Basel III recently announced that the treatment of trade products in the LCR will be different from riskier, highly-leverage banking instruments like derivatives, easing transaction bankers’ woes temporarily.
A new category has just been added onto Basel III’s treatment of trade finance products in the LCR. In the case of contingent funding obligations stemming from trade finance instruments, national authorities can now apply a relatively low run-off rate between 0% and 5%, according to the Bank of International Settlements (BIS) in early January.
A run-off rate reflects the amount of funding maturing in the 30-day window that would not rollover.
This is a positive development to the treatment of trade instruments, which were previously bundled up together with other longer-duration, riskier and complex banking products. For example, the run-off rate for unsecured wholesale funding from financial institutions is currently at 100% – a very conservative figure that the Basel III committee has imposed on highly-leveraged instruments.
“The Basel III committee has recognised the fact that these are trade finance exposures which do not result in a large liquidity requirement in the scenario of a stress,” said Ashutosh Kumar, global head of corporate cash and trade at Standard Chartered (StanChart) to Asiamoney PLUS in a telephone interview on January 16. “These are small changes, and will result in a somewhat harmonised implementation.”
As a result of this new development, national supervisors are required to work with the supervised financial institutions in their jurisdictions to determine the liquidity risk impact of these contingent liabilities and the resulting stock of high quality liquid assets (HQLA) that should accordingly be maintained.
“Banks have done a very in-depth analysis on their respective business performances and this analysis goes over a five- to eight-year period. Over time, banks will come back with the loss-driven default parameters relating to different products and that’s where you will find that trade will get a preferred treatment because the losses related to trade lending like LCs [letters of credit] and guarantees will be much smaller in a stressed scenario unlike direct loans or long-term loans,” said Sanjay Tandon, Asia head of trade services at Citi to Asiamoney PLUS on January 18.
This is considered a fair treatment given that the default rates for trade-related instruments are very low, note experts. For example, the default rate for LCs is only 0.077% while its rate of loss is 0.007% from 2008 to 2010, according to the International Chamber of Commerce (ICC) at the ICC Banking Commission meeting in Beijing in October 2011.
Trade finance instruments consist of trade-related obligations directly underpinned by the movement of goods or the provision of services, such as documentary trade letters of credit, documentary and clean collection, import and export bills, as well as guarantees directly related to trade finance obligations such as shipping guarantees, highlights BIS.
Despite these new adjustments, some sceptics believe that these changes are not meaningful enough to help with the rising costs of trade products that have already plagued the transaction banking industry and will continue to post-adoption of Basel III requirements.
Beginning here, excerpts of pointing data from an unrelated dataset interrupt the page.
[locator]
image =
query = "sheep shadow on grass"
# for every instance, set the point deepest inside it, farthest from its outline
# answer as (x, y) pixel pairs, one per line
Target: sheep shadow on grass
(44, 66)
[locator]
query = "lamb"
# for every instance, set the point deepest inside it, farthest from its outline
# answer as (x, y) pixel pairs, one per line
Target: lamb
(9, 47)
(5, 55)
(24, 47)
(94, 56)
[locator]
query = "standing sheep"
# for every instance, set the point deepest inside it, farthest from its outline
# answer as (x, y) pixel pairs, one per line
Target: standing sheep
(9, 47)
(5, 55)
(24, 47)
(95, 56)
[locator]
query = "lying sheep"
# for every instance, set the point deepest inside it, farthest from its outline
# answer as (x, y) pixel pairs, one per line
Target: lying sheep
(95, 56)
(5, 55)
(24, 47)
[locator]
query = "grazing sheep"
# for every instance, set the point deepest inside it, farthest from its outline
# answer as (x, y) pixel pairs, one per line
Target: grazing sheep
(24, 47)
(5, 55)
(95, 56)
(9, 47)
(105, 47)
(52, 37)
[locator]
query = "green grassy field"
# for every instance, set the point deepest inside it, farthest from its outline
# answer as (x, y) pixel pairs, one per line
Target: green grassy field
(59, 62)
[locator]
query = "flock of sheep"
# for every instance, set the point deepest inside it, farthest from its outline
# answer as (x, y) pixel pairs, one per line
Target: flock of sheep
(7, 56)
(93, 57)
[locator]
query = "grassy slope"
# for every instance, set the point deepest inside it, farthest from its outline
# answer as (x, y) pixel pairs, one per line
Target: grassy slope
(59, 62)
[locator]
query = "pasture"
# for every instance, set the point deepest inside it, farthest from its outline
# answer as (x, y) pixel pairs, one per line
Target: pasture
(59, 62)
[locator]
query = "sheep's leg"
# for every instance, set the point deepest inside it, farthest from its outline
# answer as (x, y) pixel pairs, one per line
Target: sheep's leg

“[The recent BIS changes on Basel III’s LCR] provides the ability for more transparency and consistency around how trade sources of funding can be viewed from a regulatory-to-regulatory perspective,” said a Hong Kong-based Asia Pacific product head of trade finance at a US bank to Asiamoney PLUS. “This provides some a bit of consistency but it doesn’t provide any specific relief per say.”
There are, however, parts of Basel III that are now getting pushed to a later stage or being relaxed.
For example, changes to Basel III’s LCR include extending the timeline, where the minimum LCR in 2015 will be 60% versus 100% previously and increase of 10% per annum to reach 100% by 2019.
Additionally, a bank’s high quality liquid assets (HQLA) can now include corporate debt rated ‘A+’ to ‘BBB-’ with a 50% haircut versus only corporate debt rated ‘AA-’ or above previously, and residential mortgage-backed securities (RMBS) rated ‘AA’ or above with 25% haircut.
“These new developments delaying the implementation of the liquidity ratio give banks a breather but it doesn’t take away the nuances of the new risk weights allotted to trade products,” said Citi’s Tandon. “That remains unchanged. Treating LCs and guarantees as any other form of lending is quite stringent because these instruments are certainly less prone to these liquidity pressures versus the other forms.”
One threat to the transaction banking industry remains in the rules. This is how Basel III assumes that inflows tend to be around 50% for all corporate exposures in a distressed scenario.